The Greeks were highly sensitive to the role of light in color. "Plato talked about vision and color as 'fire entering the eyes,'" says Cleland. "It's important to remember that the bright sunlight of the Mediterranean climate gives a high level of tonal contrast." Artists used strong tones to ensure maximum visual impact.

"Color in architecture enhanced simple visibility, and picked out sculptural details that might have otherwise been lost to distance," she says. The wildly decorated frieze of the Siphnian Treasury in Delphi, for example, would have been high on the building, so its strongly contrasting colors helped viewers at ground level see all the details.

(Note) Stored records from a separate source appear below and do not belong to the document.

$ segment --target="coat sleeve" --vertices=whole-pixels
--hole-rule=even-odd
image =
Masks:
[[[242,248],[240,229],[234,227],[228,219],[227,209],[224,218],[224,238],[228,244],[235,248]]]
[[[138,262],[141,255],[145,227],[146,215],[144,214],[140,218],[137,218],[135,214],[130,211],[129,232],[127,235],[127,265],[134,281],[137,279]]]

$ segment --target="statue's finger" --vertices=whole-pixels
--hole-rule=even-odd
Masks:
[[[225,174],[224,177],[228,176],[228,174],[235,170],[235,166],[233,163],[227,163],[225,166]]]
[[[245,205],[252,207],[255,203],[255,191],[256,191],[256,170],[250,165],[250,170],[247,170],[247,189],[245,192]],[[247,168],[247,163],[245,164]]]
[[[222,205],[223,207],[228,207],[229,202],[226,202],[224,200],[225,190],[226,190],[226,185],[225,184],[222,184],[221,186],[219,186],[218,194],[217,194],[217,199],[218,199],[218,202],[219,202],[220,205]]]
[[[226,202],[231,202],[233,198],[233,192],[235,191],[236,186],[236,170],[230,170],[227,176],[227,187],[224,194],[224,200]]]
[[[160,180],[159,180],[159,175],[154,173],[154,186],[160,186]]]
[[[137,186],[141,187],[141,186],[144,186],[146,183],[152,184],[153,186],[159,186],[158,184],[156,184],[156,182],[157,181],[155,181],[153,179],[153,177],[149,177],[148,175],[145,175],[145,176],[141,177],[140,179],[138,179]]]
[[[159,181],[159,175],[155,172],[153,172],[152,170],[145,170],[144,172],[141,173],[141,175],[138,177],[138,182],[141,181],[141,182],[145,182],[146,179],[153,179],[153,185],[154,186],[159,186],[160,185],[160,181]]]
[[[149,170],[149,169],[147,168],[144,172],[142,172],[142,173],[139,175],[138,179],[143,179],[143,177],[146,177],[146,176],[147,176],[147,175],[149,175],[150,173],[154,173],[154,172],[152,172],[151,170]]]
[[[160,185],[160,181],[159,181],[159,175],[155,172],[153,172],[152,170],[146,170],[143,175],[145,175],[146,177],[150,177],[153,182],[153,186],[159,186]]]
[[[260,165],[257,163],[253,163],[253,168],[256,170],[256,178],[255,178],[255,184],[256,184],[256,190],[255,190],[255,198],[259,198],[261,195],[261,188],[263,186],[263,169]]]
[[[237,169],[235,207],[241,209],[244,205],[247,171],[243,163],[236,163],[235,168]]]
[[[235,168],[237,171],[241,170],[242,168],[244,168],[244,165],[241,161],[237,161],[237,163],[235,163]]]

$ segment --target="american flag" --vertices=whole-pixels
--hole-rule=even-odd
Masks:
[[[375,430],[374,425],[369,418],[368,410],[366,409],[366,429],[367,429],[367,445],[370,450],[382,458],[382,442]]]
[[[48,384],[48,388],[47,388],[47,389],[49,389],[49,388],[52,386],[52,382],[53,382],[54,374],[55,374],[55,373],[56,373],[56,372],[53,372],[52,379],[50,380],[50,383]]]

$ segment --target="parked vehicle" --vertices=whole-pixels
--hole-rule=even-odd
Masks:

No less an authority than Leonardo da Vinci declared that sculptors shouldn't concern themselves with color. But ancient sculptures were designed to captivate, to create an occasion.

"In ancient villas people would stroll around and stop at a statue of a philosopher or mythic hero and use the artwork as a jumping-off point for a debate or discussion," explains Kenneth Lapatin, associate curator of antiquities at the J. Paul Getty Museum in Los Angeles.

That experience was intensified in religious spaces. Lapatin cites the impact of the ivory and gold statue of Zeus in the temple at Olympus, known as one of the Seven Wonders of the World.

"This wasn't like seeing Michelangelo's David in a museum," says Lapatin. "You'd enter into a dark sanctuary. There was music, incense burning. In the half-light, the gold would reflect off surfaces. If you normally lived in a simple, slightly dirty place, this kind of experience would be an epiphany. The artist even played games with proportion. Zeus was too big – if the statue stood up, it would break through the roof. But that was, of course, intentional. Is there an equivalent today? Maybe the latest Star Wars. But even that experience is virtual."

Color represents what has been missing in our portrait of ancient Greece: a complex civilization with a deep appreciation of sensual beauty and festival. "In some ways we made the Greeks better than they were, but also less exciting," says Ebbinghaus. "I'm reminded of my parents' resistance to switching to color television. 'You can imagine so much more in black and white,' they'd say. The more fragmentary something is, the bigger the surface it offers for projection."

Lapatin agrees: "Classical art still carries such a charge. If we're going to successfully interrogate our own culture's values, it's important to examine their underpinnings."

The 'reel' Greece?

Hollywood has often turned to the ancient world for inspiration, with varying results. Lloyd Llewellyn-Jones, who served as a consultant to Oliver Stone's Alexander, admired the film's commitment to historical accuracy – with one exception: the costumes worn by Angelina Jolie, who played Alexander's mother.

"We had her in the appropriate clothes, loose linens fastened with pins and brooches. She deemed them too frumpy and had costume designer Jenny Beavan create something with more, shall we say, Christian Dior tailoring." He laughs. "History or no history, a star still has the power to dictate her look."

Color symbolism in ancient Greece

  • Red:A transitional color, indicating a change in life status. Boys on the threshold of becoming men wore red cloaks. Brides wore red veils. Death shrouds were red.

  • Black:Worn for mourning, but also to draw attention to the mourner's social status. "True blacks were hard to achieve," says Llewellyn-Jones. "You often see the term 'thrice-dyed' to describe deep black."

  • Purple:Indicated royalty or high rank, due to the rarity of purple dye. Alexander the Great was fond of wearing purple from head to toe.

  • White: As much a state of being as a color; the ancients used the word to designate youthful or feminine, pale skin.